On September 30, 1896 while the boat was in the Middle East, the ship captain received a telegram order for his arrest. The Philippine Revolution had finally erupted. Brought to Barcelona, he was lodged in Montjuich Penitentiary and was ordered the next day to take his baggages on board the Colon that would take him to Manila to stand trial.
At Singapore, while the boat was at dock, a writ of habeas corpus was filed in the Supreme Court of the Straits Settlements for his release on the ground that he was illegally detained. The move was inspired by Dr. Antonio Ma. Regidor of London and some British lawyers who, through Lord Hugh Fort, attempted to free him by court proceedings. But Judge Lionel Cox ruled that the Colon was a troopship flying the Spanish Flag and that he was a Spanish subject. Therefore his case was not under British jurisdiction.

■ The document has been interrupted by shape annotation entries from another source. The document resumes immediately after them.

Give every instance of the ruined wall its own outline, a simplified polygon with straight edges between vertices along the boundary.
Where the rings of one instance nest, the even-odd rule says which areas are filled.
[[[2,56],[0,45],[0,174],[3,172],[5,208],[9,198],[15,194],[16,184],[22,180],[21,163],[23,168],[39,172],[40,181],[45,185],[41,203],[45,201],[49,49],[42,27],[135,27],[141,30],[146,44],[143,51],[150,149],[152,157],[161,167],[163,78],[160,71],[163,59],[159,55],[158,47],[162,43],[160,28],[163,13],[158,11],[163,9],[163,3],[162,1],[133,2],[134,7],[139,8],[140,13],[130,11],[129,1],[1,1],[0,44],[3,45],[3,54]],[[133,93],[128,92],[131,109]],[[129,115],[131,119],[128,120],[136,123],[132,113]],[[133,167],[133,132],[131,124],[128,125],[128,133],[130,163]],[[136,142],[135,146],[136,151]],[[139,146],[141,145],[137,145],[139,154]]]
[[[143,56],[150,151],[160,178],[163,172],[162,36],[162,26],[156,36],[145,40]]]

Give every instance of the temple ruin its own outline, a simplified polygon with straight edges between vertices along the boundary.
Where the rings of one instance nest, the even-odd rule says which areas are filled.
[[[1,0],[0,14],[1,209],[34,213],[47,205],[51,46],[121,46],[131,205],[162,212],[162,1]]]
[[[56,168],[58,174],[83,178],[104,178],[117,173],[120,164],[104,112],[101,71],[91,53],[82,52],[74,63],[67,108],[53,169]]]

Upon his arrival in Manila on November 3, 1896, he was imprisoned in Fort Santiago. On November 26, he was tried by the military court presided by Judge Advocate Enrique Alcocer at the Cuartel de Espana. In spite of the spirited defense of his counsel, Lieutenant Luis Taviel de Andrade, on the charges of rebellion, sedition and illegal organization of societies against him, he was meted the death penalty. He was not able to confront the witnesses who testified against him. Incriminating information linking him to the rebellion was just read to him.

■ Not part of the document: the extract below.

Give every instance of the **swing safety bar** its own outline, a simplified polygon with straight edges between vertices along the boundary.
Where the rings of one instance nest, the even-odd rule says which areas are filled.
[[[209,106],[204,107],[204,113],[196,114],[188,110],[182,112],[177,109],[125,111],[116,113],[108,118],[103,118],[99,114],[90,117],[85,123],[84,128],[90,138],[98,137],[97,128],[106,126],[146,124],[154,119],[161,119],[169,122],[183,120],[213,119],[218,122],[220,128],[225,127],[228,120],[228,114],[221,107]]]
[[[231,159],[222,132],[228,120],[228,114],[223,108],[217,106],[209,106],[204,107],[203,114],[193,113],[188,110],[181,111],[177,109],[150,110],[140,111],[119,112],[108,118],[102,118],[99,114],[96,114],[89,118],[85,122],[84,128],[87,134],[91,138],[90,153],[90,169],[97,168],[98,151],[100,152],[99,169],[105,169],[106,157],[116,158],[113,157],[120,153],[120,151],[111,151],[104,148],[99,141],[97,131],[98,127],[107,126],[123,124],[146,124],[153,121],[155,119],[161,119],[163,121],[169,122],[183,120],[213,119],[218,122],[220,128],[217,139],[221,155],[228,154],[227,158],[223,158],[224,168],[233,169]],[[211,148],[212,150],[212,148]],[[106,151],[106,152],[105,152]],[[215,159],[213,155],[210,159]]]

On the eve prior to his execution he wrote the poem, Mi Ultimo Adios which he hid in the alcohol burner. Presumably he retracted masonry; married Josephine Bracken before a priest, with guards as witnesses, and wrote letters to professor Blumentritt, to his brother Paciano; and to his beloved father and mother.
On December 30, 1896, he was marched out of Fort Santiago toward Bagumbayan Field. With him were Fathers March and Villaclara and his legal counsel, Luis Taviel de Andrade. Before he left Fort Santiago he gave the alcohol burner in which he hid the poem, Mi Ultimo Adios, to his sister, Trinidad, and to his wife Josephine, he gave the book of Thomas Kempis, Imitation of Christ. He handed his belt to his nephew, Mauricio before he was shot to death.
The Spanish doctor, Ruiz y Castillo felt his pulse and found it normal. He faced the all-Filipino soldiers of the firing squad who were in turn heavily guarded by the Spanish soldiers, toward Manila Bay. Volleys were fired. He fell but with a great effort, he turned about face and fell facing his executioners.
Because the authorities feared the people might riot, they had him buried in Paco Cemetery with his name’s initials reversed – R.P.J. On August 17, 1898, his sisters had his grave dug and found out that he was buried without a coffin. Only his hat and shoes remained.